Does this dataset need to be updated regularly?

No response

Zzzzzhuzhiwei commented 11 months ago

Hi, you can use the data in the file for your research. or you can use the labeled data we released. they both contain the repositories list.

frank-zsy commented 10 months ago

@Zzzzzhuzhiwei I think @ZhangChunXian is requesting the whole repo and user list that OpenDigger export which is not currently in OpenDigger sample data and exported data.

I think we can do this in monthly export task to a csv or JSONL files, however the files maybe really large.

Zzzzzhuzhiwei commented 10 months ago

I see! If we export this file, it might be too large. Now, there are 328,032,951 different repositories in the clickhouse.

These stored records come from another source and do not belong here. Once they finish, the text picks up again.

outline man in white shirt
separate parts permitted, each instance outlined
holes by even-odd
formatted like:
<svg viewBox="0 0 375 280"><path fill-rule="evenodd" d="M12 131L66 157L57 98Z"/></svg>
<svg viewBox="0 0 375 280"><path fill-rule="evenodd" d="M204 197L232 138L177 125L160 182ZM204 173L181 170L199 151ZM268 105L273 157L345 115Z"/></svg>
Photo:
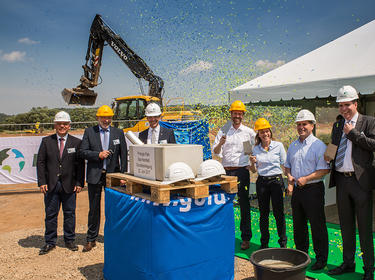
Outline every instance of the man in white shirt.
<svg viewBox="0 0 375 280"><path fill-rule="evenodd" d="M222 164L229 176L238 178L238 197L241 210L241 249L246 250L250 247L251 233L251 215L250 215L250 173L249 156L245 155L243 142L250 141L255 143L255 132L251 128L242 124L246 107L240 100L234 101L230 106L230 115L232 125L229 129L225 126L219 130L213 145L213 152L222 158Z"/></svg>
<svg viewBox="0 0 375 280"><path fill-rule="evenodd" d="M332 144L338 146L332 161L330 186L336 186L336 203L343 240L343 263L328 271L340 275L355 271L356 220L364 265L364 280L374 279L372 236L375 170L375 119L358 113L358 92L343 86L336 102L344 119L334 123Z"/></svg>
<svg viewBox="0 0 375 280"><path fill-rule="evenodd" d="M288 177L288 194L292 195L294 243L298 250L308 253L309 232L316 262L312 271L322 270L328 259L328 232L324 213L323 176L329 173L324 160L326 145L313 135L315 116L303 109L296 117L298 139L288 148L285 161L285 175Z"/></svg>
<svg viewBox="0 0 375 280"><path fill-rule="evenodd" d="M139 139L145 144L175 144L176 139L172 129L159 125L161 120L161 109L156 103L146 106L145 114L150 128L139 133Z"/></svg>
<svg viewBox="0 0 375 280"><path fill-rule="evenodd" d="M77 251L75 244L76 196L84 186L85 163L78 157L81 140L70 135L70 116L61 111L55 115L56 134L43 137L38 151L38 186L44 194L46 244L39 255L56 248L57 217L62 206L64 213L65 246Z"/></svg>

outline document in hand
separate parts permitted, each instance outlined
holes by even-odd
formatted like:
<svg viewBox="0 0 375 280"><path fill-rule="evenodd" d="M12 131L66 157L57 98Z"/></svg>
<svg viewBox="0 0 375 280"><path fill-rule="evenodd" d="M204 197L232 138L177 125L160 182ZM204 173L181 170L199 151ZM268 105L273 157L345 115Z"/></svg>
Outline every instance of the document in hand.
<svg viewBox="0 0 375 280"><path fill-rule="evenodd" d="M324 152L324 156L331 161L335 158L336 151L337 151L337 146L330 143L328 144L327 149Z"/></svg>

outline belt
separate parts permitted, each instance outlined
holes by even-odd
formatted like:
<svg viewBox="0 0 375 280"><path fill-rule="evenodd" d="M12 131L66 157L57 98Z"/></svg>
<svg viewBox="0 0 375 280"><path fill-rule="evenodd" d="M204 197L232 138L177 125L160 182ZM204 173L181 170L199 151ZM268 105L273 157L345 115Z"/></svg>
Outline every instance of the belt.
<svg viewBox="0 0 375 280"><path fill-rule="evenodd" d="M344 177L352 177L352 176L355 175L353 171L351 171L351 172L339 172L339 171L336 171L336 172L339 173L339 174L341 174L341 175L343 175Z"/></svg>
<svg viewBox="0 0 375 280"><path fill-rule="evenodd" d="M259 179L262 179L262 180L273 180L273 179L277 179L277 178L280 178L281 174L280 175L275 175L275 176L258 176Z"/></svg>
<svg viewBox="0 0 375 280"><path fill-rule="evenodd" d="M104 173L107 173L107 170L105 170L105 169L102 169L102 173L104 174Z"/></svg>
<svg viewBox="0 0 375 280"><path fill-rule="evenodd" d="M240 169L240 168L246 168L246 166L227 166L227 167L224 167L225 170L237 170L237 169Z"/></svg>
<svg viewBox="0 0 375 280"><path fill-rule="evenodd" d="M314 185L319 185L319 184L322 184L323 181L319 181L319 182L312 182L312 183L307 183L306 185L303 185L303 186L298 186L297 184L294 184L294 186L297 188L297 189L300 189L300 190L303 190L303 189L307 189L311 186L314 186Z"/></svg>

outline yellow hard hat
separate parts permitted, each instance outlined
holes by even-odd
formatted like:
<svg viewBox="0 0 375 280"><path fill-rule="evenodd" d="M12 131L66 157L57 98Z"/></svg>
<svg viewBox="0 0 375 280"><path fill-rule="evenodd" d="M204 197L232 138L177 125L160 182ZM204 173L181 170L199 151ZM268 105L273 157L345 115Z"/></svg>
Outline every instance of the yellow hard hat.
<svg viewBox="0 0 375 280"><path fill-rule="evenodd" d="M97 117L113 117L114 113L108 105L100 106L96 112Z"/></svg>
<svg viewBox="0 0 375 280"><path fill-rule="evenodd" d="M245 104L241 100L234 101L229 108L229 111L243 111L246 112Z"/></svg>
<svg viewBox="0 0 375 280"><path fill-rule="evenodd" d="M255 130L261 130L266 128L271 128L272 126L265 118L259 118L255 121Z"/></svg>

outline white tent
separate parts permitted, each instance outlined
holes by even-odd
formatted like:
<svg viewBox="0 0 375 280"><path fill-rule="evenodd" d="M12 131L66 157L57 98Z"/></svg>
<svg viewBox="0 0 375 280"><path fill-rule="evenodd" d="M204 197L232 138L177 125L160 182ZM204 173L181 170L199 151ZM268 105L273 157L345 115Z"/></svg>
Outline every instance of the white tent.
<svg viewBox="0 0 375 280"><path fill-rule="evenodd" d="M375 92L375 20L229 92L230 101L267 102L335 96L350 84Z"/></svg>

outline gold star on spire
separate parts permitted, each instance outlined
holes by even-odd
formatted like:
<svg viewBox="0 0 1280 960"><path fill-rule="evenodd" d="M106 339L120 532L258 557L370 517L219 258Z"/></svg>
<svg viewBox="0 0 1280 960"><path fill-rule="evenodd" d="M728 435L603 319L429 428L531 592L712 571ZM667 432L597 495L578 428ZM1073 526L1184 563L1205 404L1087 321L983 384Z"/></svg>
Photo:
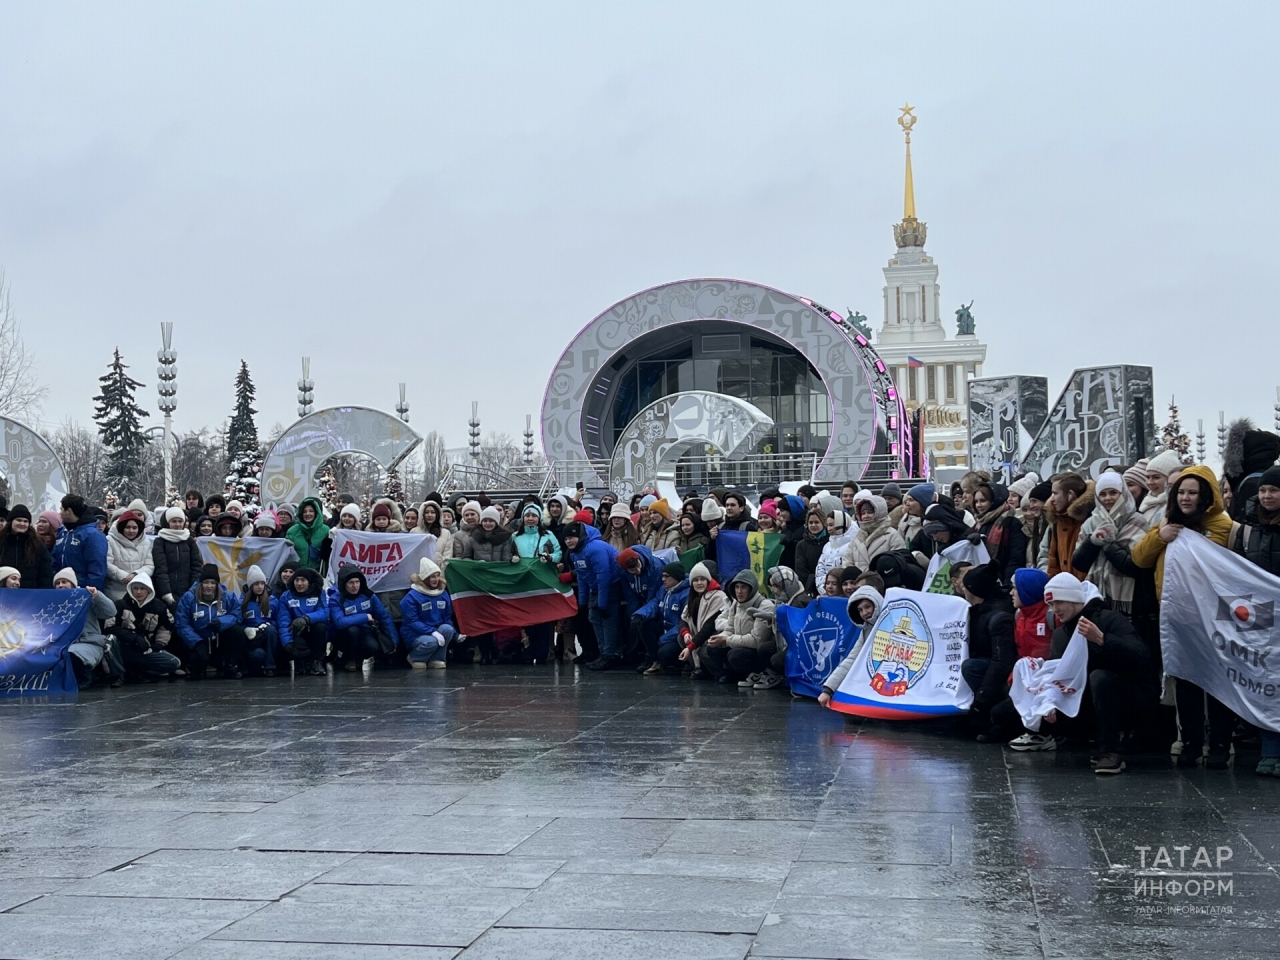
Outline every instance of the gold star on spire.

frank-zsy commented 10 months ago

Although there are lots of repos on GitHub but we only export about 500 thousand repos. I try to find out how large the file will be:

image

If we use csv file with id and name in a line, the file will be about 17MB.

frank-zsy commented 10 months ago

And the user file will be about 5MB, I think this is feasible for monthly export task.

/self-assign

frank-zsy commented 10 months ago

@ZhangChunXian Thanks for the issue, the lists have been exported to repo_list.csv and user_list.csv, please feel free to use them in your research. Welcome to any further suggestions and questions.